Béatrice grimace de son interruption stupide.
Clara reprend:
— Tu verras que tes premiers amants seront comme lui… Tu peux les aimer autant que tu veux, ils sont avec toi surtout parce que tu leur offres un bon moment. Ils reviendront tant que tu les laisseras te baiser… Ne pense pas que ce soit réducteur. Ton pouvoir est là… Tu as le pouvoir de choisir qui tu veux… D'aimer qui tu veux… Laisse-toi embrasser et tu verras que leurs mains iront vite vers ce qui les intéresse. Alors si tu aimes, si tu te sens prête, laisse-toi aimer… Tu y gagneras beaucoup plus que lui. Tu y gagneras une force féminine dont les hommes n'ont pas idée. Après, tu te sentiras comme Wonder Woman.
— Je ne comprends pas pourquoi tu restes avec Richard s'il ne t'aime pas…
— Moi, je l'aime.
— Mais…
— La rue n'est pas à double sens, ma chérie. Je n'ai pas besoin de me sentir aimée. Mon amour pour lui est le même de toute façon… Les hommes ne connaissent pas l'amour alors je ne peux pas leur demander quelque chose qu'ils ne peuvent pas me donner.

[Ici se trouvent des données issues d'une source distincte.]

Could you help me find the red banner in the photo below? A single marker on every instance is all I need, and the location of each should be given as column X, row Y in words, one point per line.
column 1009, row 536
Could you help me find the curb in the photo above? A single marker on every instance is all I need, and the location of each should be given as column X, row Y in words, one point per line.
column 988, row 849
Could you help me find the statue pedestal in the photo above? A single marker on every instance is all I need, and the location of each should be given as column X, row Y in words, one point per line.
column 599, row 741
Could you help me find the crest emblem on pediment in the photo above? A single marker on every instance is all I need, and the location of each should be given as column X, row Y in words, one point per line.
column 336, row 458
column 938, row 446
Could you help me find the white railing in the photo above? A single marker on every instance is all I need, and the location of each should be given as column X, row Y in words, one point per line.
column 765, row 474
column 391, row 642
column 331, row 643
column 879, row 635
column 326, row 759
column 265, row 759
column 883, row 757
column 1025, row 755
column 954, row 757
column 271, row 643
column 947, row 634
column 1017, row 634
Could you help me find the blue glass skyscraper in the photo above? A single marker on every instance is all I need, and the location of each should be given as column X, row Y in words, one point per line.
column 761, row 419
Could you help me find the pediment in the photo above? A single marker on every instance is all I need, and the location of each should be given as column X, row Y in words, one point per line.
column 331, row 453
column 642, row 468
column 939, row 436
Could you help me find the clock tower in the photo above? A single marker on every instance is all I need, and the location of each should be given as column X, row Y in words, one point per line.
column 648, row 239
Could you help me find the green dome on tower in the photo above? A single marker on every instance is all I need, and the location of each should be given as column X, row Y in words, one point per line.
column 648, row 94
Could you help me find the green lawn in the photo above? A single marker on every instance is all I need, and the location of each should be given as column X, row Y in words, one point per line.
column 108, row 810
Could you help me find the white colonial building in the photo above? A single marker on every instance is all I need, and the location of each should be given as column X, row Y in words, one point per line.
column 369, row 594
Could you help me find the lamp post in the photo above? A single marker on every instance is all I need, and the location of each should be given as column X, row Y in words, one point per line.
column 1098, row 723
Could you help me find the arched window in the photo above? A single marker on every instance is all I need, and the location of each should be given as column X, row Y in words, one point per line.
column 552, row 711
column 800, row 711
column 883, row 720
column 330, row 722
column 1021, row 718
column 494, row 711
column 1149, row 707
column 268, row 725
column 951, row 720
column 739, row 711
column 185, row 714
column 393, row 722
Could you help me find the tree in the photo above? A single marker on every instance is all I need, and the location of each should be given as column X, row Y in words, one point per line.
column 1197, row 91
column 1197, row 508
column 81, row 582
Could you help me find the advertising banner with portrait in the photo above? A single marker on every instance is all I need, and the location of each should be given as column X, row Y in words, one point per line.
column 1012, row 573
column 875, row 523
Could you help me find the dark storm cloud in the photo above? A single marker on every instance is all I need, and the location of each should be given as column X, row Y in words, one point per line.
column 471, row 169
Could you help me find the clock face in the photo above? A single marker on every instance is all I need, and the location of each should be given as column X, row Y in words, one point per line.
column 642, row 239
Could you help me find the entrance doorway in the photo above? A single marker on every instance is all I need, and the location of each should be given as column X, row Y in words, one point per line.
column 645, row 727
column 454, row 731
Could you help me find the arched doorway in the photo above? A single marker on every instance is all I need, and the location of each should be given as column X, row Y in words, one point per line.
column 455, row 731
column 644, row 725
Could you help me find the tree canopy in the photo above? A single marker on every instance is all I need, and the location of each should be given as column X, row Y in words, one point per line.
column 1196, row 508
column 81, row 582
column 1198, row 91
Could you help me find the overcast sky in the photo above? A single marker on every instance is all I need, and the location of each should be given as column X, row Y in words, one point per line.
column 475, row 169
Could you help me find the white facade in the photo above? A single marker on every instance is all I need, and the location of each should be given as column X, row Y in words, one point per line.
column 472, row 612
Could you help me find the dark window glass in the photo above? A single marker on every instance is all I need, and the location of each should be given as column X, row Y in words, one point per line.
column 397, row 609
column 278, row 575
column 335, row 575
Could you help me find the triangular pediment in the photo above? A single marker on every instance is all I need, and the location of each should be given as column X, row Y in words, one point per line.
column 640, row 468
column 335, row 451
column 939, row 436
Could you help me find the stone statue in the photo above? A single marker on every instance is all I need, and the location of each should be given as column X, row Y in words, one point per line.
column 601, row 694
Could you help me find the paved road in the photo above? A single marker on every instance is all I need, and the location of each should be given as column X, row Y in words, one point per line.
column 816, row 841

— Mais tous ces livres… Tous ces films… L'amour réciproque… L'amour égalitaire.
— Tout ça, c'est de l'invention… Des faux sentiments… On appelle ça le romantisme… Tu vas même l'étudier à l'école, tu verras… Mais, les seuls vrais sentiments sont ceux qui habitent au fond de toi. C'est facile de les trouver… Ils sont là ou ils ne sont pas là… Un point c'est tout… Toute ta vie, tu seras déçue par les hommes… C'est pour cette raison que c'est un long chemin et non pas une station balnéaire… Une randonnée et non pas une chaise longue… Ton prochain amour t'attendra toujours au détour d'une rue inconnue.
Richard revient de sa douche.
Il force la fin de la conversation.
Il est dans sa tenue du jour.
Pantalon de toile.
Polo.
Chaussettes de sport.
Il pose son grand sac rangé, près de l'entrée.
Passant par la cuisine, il prend deux galettes de riz complet et un verre d'eau.
Il s'installe ensuite à la grande table, du côté de Nicolas.
— C'était bien l'escrime? lui demande Clara, en attrapant sa main gauche.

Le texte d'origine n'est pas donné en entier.